Das Romanische Café?[9]
Mag sein. Aber es begann zu dieser Zeit schon zu verwaisen. Ich ging sehr oft dahin, um etwas zu essen oder zu trinken. Ich war in diesem Café und in diesem Viertel am Vorabend des Mordes an jenem Soldaten, der Hitlers Assistent gewesen war [Sartre denkt lange über den Namen nach: sagt, es sei ein großer und dicker Mann gewesen, »der von Hitler gefangengesetzt worden war«, der »Chef der SA«] — Röhm. Ich war an diesem Tag auf dem Kurfürstendamm: es herrschte der Terror, den ich hier zum ersten Mal kennenlernte. Es gab nur ganz wenige Menschen auf der Straße, und diese wenigen schlichen an den Häuserwänden entlang. Diese Situation war merkwürdig. Das Ereignis war ein Vorgeschmack darauf, was die Nazi-Herrschaft werden sollte.
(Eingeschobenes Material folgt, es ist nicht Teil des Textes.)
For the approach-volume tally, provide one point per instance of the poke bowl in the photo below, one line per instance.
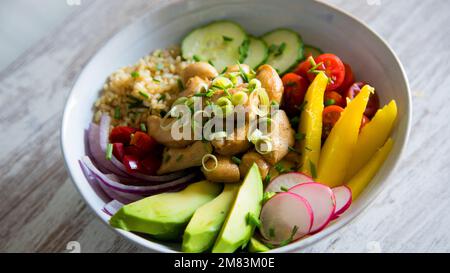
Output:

Waren Sie sich eigentlich in diesem Berliner Jahr der Möglichkeit bewußt, daß die Nazis zu einer tödlichen Gefahr für Europa werden könnten?
Ich dachte schon damals, daß sie eine solche Gefahr waren. Aber ich wußte nicht, daß der Krieg so schnell kommen würde — fünf Jahre später befanden wir uns ja schon in der kriegerischen Auseinandersetzung mit Hitler-Deutschland. Das konnte ich nicht wissen.
Haben Sie in der Berliner Zeit neben Husserl auch Martin Heidegger oder Karl Jaspers gelesen?
Jaspers kannte ich nur bedingt. Ich hatte einiges gelesen, ihn aber nicht studiert. Ich war eben in diesem Berliner Jahr vor allem mit Husserl beschäftigt. Auch Heidegger lernte ich erst später kennen, vor allem in der Zeit, wo ich in Deutschland Kriegsgefangener war, 1939. Damals hat man mir im Kriegsgefangenenlager, Stalag XII bei Trier ein Exemplar von »Sein und Zeit« geliehen, so daß ich es lesen konnte, im deutschen Original.
Haben Sie auch die auf »Sein und Zeit« folgenden Werke gelesen? Was dachten Sie dazu — vor allem zu den Arbeiten nach Heideggers »Kehre«?
[S. 1213] Ich habe Heidegger immer weniger verfolgt. Nach »Sein und Zeit« gab es Tendenzen in seinem Denken, die ich nur schlecht begreifen konnte. Seine Konzeption der Wahrheit unterschied sich von der meinen. Dieses Denken interessierte mich dann auch deshalb nicht mehr, weil ich nach dem Krieg ein politisch engagierter Schriftsteller geworden war.
Sie haben Heidegger nach dem Kriege einmal getroffen?
Es gab ein Kolloquium in Freiburg, an dem wir beide teilnahmen. Danach sind wir zu Heideggers Hütte hinaufgestiegen. Ich blieb zwei Stunden bei ihm, in denen wir aber kaum über philosophische Themen gesprochen haben. Vor allem war Heidegger wütend auf Gabriel Marcel. Marcel hatte ein Theaterstück geschrieben, dessen Hauptperson Heidegger darstellte. In dieser Dramenfigur wurde sein Denken lächerlich gemacht. Ich konnte ihn beruhigen, ich sagte ihm, daß dies ein Schriftsteller ohne Bedeutung sei.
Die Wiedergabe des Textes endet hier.